Sono d'accordo con l'ultima parte. La scuola dovrebbe preparare i bambini al mondo del lavoro. Oggi sono richiesti lavoro di squadra, flessibilità, profili di competenze diversificate, creatività e pensiero indipendente, non competizione e lotta per lo status. L'idea che i voti creino un clima competitivo che favorisca l'apprendimento non può essere sostenuta.

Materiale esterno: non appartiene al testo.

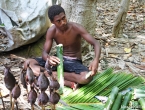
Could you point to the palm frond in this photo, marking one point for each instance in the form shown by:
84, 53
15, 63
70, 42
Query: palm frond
102, 85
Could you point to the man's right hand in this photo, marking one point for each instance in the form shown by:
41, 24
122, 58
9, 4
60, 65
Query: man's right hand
53, 60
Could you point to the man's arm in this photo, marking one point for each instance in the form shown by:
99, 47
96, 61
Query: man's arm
97, 48
47, 47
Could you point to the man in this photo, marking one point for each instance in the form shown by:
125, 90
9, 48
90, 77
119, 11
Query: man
69, 34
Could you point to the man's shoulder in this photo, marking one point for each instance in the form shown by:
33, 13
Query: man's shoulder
75, 25
52, 28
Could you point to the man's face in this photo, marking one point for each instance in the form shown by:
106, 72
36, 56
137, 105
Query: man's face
60, 21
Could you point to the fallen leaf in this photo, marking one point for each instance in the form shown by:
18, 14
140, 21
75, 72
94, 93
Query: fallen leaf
127, 50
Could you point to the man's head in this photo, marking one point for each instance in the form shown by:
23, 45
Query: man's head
57, 16
54, 10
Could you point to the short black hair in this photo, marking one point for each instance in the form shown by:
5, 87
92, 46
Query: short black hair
55, 10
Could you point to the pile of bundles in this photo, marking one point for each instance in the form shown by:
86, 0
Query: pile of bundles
36, 86
133, 99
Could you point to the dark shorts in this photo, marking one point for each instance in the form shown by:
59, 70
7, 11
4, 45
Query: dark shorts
70, 65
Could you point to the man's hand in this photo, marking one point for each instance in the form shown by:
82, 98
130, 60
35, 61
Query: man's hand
93, 67
53, 60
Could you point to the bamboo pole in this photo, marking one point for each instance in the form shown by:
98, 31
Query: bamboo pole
60, 71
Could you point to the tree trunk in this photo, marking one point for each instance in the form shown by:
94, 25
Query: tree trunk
120, 19
82, 12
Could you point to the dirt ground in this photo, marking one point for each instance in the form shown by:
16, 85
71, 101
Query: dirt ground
126, 54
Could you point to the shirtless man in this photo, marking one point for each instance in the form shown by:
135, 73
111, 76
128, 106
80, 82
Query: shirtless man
69, 34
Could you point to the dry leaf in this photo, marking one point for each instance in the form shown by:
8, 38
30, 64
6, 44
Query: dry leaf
127, 50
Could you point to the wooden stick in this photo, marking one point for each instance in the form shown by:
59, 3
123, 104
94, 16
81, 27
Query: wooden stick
12, 106
16, 103
32, 107
88, 74
17, 57
2, 100
10, 99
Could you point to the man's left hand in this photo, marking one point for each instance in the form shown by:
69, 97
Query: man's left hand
93, 67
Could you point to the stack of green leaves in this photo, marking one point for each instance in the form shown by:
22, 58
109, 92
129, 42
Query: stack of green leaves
102, 85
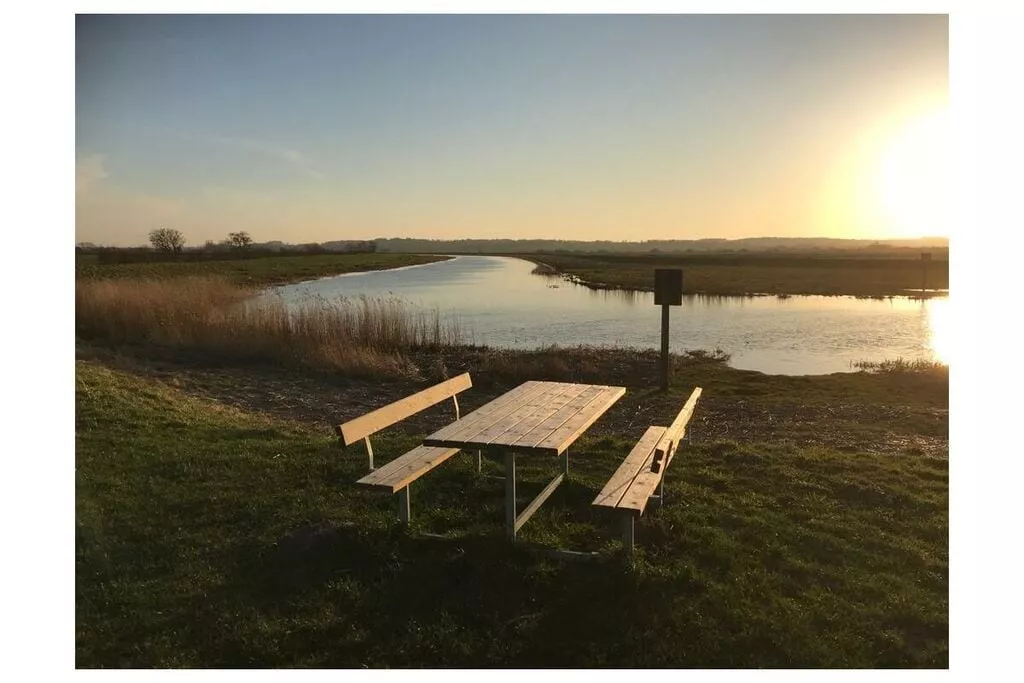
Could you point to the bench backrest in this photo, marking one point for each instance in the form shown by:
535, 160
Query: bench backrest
364, 426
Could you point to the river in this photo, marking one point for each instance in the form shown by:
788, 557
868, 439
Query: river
497, 301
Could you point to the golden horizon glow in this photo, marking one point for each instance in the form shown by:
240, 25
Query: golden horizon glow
912, 181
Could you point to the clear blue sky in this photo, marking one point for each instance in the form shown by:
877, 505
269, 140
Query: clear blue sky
617, 127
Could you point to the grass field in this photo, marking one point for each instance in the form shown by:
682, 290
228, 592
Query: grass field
806, 525
256, 271
756, 273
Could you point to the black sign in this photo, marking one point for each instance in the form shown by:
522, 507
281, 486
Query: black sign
668, 287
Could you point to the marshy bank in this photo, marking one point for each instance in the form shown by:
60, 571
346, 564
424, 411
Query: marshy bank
217, 523
839, 273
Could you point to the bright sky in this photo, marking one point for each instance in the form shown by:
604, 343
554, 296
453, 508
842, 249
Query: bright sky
590, 127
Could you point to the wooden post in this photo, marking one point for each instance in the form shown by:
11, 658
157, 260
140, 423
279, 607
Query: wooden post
665, 347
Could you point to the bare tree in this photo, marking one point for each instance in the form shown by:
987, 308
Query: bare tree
166, 239
240, 240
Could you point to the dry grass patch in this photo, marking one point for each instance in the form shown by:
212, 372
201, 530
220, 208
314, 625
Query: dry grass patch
216, 316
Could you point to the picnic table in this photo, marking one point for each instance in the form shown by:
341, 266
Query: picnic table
535, 419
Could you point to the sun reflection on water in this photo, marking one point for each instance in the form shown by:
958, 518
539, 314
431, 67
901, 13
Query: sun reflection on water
939, 330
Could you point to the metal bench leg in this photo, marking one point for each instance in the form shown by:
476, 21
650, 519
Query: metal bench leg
510, 494
628, 532
370, 454
403, 505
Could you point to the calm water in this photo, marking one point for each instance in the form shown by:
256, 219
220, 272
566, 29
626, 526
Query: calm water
500, 303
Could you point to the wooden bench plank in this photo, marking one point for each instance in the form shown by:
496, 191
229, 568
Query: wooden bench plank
407, 468
493, 413
638, 459
364, 426
675, 432
559, 439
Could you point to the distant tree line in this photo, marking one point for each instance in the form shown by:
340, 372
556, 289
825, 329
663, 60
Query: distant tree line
652, 247
169, 244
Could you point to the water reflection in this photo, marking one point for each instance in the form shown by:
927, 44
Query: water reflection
939, 329
500, 303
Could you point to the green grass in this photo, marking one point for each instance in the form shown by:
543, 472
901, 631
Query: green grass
256, 271
756, 273
208, 537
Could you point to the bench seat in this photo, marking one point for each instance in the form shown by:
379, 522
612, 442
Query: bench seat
408, 467
633, 483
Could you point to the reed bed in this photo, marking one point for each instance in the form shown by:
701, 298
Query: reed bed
364, 336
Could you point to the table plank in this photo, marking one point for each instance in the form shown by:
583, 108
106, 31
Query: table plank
557, 419
508, 431
489, 413
497, 423
529, 415
568, 432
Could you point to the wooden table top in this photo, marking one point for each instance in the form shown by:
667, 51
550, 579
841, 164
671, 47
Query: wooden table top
536, 417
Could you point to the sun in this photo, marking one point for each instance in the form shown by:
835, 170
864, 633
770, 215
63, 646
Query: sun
913, 186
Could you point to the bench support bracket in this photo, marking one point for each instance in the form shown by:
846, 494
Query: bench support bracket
403, 505
537, 503
628, 536
510, 494
370, 454
514, 522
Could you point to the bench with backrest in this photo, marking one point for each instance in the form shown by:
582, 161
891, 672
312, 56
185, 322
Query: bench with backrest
396, 475
634, 483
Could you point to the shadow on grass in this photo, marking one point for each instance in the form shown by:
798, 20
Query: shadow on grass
402, 600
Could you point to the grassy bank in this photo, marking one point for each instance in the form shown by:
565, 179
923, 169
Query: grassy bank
215, 317
754, 273
209, 536
256, 272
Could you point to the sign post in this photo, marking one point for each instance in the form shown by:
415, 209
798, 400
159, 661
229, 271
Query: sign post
668, 292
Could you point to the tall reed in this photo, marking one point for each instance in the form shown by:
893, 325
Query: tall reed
364, 336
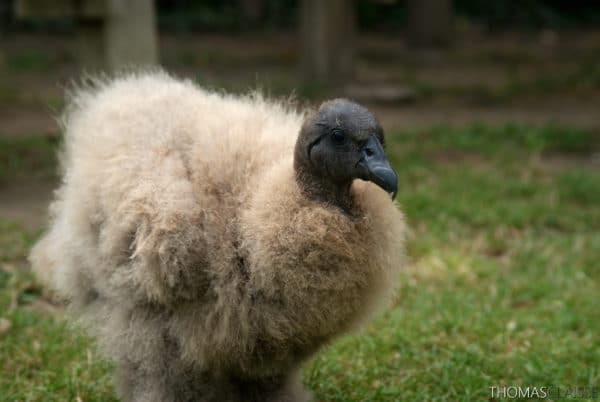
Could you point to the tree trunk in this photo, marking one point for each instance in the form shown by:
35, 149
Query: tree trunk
327, 33
429, 22
130, 33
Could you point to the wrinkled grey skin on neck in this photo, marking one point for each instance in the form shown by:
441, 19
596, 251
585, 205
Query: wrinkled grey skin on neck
325, 168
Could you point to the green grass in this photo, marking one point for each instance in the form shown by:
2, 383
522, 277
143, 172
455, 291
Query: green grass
501, 285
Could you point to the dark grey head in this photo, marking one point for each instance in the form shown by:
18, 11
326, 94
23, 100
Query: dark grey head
341, 142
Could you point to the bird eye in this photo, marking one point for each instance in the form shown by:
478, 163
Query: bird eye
338, 136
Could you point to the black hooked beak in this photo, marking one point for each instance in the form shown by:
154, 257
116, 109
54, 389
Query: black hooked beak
375, 167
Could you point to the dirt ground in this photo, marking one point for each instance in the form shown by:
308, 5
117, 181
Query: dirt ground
533, 78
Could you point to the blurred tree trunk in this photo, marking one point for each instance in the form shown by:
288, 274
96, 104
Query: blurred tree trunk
111, 33
252, 10
130, 33
327, 34
430, 22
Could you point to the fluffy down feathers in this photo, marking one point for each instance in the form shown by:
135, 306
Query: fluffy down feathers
181, 238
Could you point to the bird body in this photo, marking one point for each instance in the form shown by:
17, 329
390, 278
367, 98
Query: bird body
185, 239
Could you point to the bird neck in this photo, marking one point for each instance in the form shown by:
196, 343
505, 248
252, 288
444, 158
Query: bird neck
318, 188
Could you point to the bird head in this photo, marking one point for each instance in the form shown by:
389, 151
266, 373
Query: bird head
343, 141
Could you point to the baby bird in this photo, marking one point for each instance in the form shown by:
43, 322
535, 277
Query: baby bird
212, 243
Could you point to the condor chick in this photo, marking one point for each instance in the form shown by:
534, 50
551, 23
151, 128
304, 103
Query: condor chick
212, 243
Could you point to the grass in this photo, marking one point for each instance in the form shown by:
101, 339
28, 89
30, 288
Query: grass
501, 284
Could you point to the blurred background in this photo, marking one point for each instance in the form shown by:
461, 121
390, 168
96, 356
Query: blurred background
415, 62
492, 110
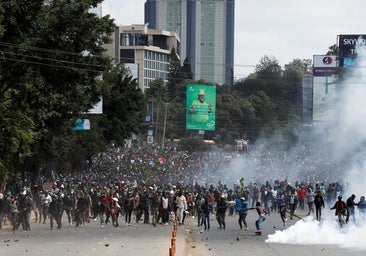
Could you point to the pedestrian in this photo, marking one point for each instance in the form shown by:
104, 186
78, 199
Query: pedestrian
198, 203
129, 205
206, 212
243, 212
221, 212
255, 194
301, 195
27, 207
361, 206
281, 201
55, 209
350, 203
310, 200
181, 203
261, 217
165, 208
292, 203
154, 199
319, 204
340, 210
46, 200
14, 212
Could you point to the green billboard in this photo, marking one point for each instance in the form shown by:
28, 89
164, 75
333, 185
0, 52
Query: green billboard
201, 107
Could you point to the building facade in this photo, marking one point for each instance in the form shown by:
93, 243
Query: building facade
145, 51
206, 30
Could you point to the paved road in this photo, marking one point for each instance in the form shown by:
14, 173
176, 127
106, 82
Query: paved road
144, 239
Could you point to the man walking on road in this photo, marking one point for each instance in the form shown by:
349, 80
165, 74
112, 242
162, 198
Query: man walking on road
261, 217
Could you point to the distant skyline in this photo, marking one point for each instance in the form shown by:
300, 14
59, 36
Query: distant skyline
284, 29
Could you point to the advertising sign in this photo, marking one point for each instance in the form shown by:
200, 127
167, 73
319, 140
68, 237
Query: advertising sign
81, 125
348, 48
201, 107
324, 90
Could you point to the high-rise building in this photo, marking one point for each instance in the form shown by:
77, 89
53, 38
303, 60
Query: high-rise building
144, 51
206, 30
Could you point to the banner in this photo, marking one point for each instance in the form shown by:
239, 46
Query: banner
348, 48
201, 107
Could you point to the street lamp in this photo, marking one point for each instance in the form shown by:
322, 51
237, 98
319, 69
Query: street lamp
166, 112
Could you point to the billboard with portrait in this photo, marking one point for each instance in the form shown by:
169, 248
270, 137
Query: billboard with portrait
201, 107
324, 87
348, 49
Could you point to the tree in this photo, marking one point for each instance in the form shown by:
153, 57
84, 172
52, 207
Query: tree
174, 77
52, 57
124, 106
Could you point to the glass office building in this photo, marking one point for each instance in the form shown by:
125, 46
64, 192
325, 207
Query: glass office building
206, 30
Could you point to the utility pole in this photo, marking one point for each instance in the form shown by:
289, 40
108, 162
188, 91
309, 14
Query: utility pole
166, 112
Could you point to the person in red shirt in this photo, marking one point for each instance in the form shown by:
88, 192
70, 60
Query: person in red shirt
301, 195
340, 210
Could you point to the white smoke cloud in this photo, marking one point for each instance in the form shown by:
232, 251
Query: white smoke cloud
346, 140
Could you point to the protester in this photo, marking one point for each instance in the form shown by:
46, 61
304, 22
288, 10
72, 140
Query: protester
350, 203
319, 204
14, 212
221, 212
261, 217
181, 203
206, 212
243, 212
340, 210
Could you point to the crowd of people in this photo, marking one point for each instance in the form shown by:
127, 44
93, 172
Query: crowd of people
153, 185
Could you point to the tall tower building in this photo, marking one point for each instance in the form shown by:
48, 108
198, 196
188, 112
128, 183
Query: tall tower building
206, 30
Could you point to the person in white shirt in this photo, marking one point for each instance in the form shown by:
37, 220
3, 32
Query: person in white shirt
181, 203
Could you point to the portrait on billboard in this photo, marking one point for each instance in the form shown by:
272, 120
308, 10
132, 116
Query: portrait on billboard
200, 106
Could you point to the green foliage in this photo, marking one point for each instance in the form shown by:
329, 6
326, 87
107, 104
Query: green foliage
52, 59
123, 104
193, 144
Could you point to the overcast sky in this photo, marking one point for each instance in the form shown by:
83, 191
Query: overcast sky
284, 29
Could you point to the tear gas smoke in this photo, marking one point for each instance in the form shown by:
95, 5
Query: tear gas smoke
344, 140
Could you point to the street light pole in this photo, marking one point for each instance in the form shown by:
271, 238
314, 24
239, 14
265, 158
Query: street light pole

Gli studi dimostrano che i bambini imparano di più nelle forme di apprendimento cooperativo che in quelle competitive. Non solo in termini di abilità sociali, ma anche in termini di prestazioni e di crescita delle conoscenze.
Inoltre, chi altro viene valutato nella vita professionale? Se il nostro capo ci desse un voto una volta all'anno e poi ci rimandasse al lavoro, nel migliore dei casi faremmo una figura strana. Invece, ci aspettiamo che un buon capo faccia esattamente quello che molti insegnanti vorrebbero fare oggi: Che si prenda il tempo di darci un feedback chiaro e personalizzato, dicendoci dove si trovano i nostri punti di forza, come ci siamo sviluppati di recente, come abbiamo contribuito al team e dove si trovano le nostre opportunità di sviluppo. Sono uscita dalla prima conferenza genitori-insegnanti proprio con queste informazioni su mio figlio.
Informazioni sull'autore:
Fabian Grolimund è psicologo e autore («Imparare con i bambini», «Da procrastinatore a professionista dell'apprendimento»). Insieme a Stefanie Rietzler, dirige l'Academy for Learning Coaching di Zurigo. Il quarantenne è sposato e padre di un figlio di 7 anni e di una figlia di 5. Vive con la sua famiglia a Friburgo. Il meglio di queste rubriche si trova nel nuovo libro «Geborgen, mutig, frei - wie Kinder zu innerer Stärke finden».